Nathaniel and I hail from the same spot, and we all use the parafilm trick routinely. Just wanted to note that we experimented with a variety of dental wax types about a year back to see if we could beat parafilm, and found that the wax not worth the trouble for our uses.
It doesn't take long to get competent at wrapping with parafilm. Also it's a bit of a part trick when another physiologist is watching so there's that. One tip learned from painful experience: Don't wrap too tight. The parafilm will creep up on the tip during a recording and push the cell off your pipette.

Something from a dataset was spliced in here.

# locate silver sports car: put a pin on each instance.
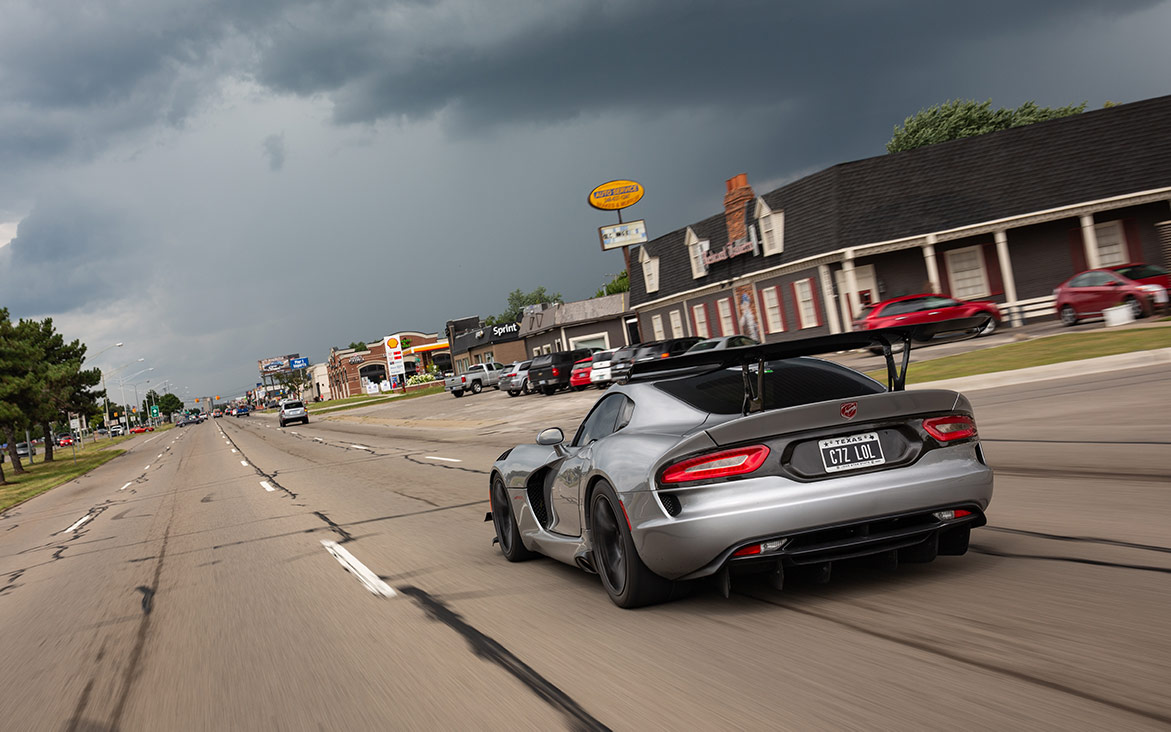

Thank you all for the responses. After i changed the filament on the puller, i did a ramp test to adjust the patch electrode tip close to what it was before, ~3-4 megaohms. However, it is variable now between 2.8-15 megaohms, i used the ones ~3-10 megaohms. The new tips also appear to have less taper, and thats why i ask if it may be an issue for whole cell decay slopes. I'm finding that my decay slopes are greater with these generally smaller tips with less taper, could electrode Rs be the issue? i would assume that greater Rs would lead to slower decay slopes.
Thank you Dr. Lossin for the resources and the tip, i will start keeping track of my pipette resistances.
I think impedance of pipette is more important that geometry for changing rise and decay of currents. My suggestion is measuring new pipette impedance and compare that with previous ones and correcting your pulling program. Also looking of geometry of tip of your pipettes under microscope would be beneficial.
Besides improving the protocol, you may also pay attention to the humidity, according to Sutter manual. It is also said the two wheels pulling pipettes apart may be ruined and lead to unstable pipette.
Try to use thick walled pipette glass to pull your pipettes. You can also try to lower the level of your external bath solution so that the pipette is only exposed to fluid at its tip. You can also blow into the pipette while you pull it to get a wider taper. See the papers of Miriam Goodman (Stanford Univ.). She has a cool technique to get pipettes with a wide taper (low Rs) for recordings from small neurons of C. Elegans.
As Chun-feng told, humidity is very important and you maybe need to regenerate or change Drierite granules if they color have changed to pink.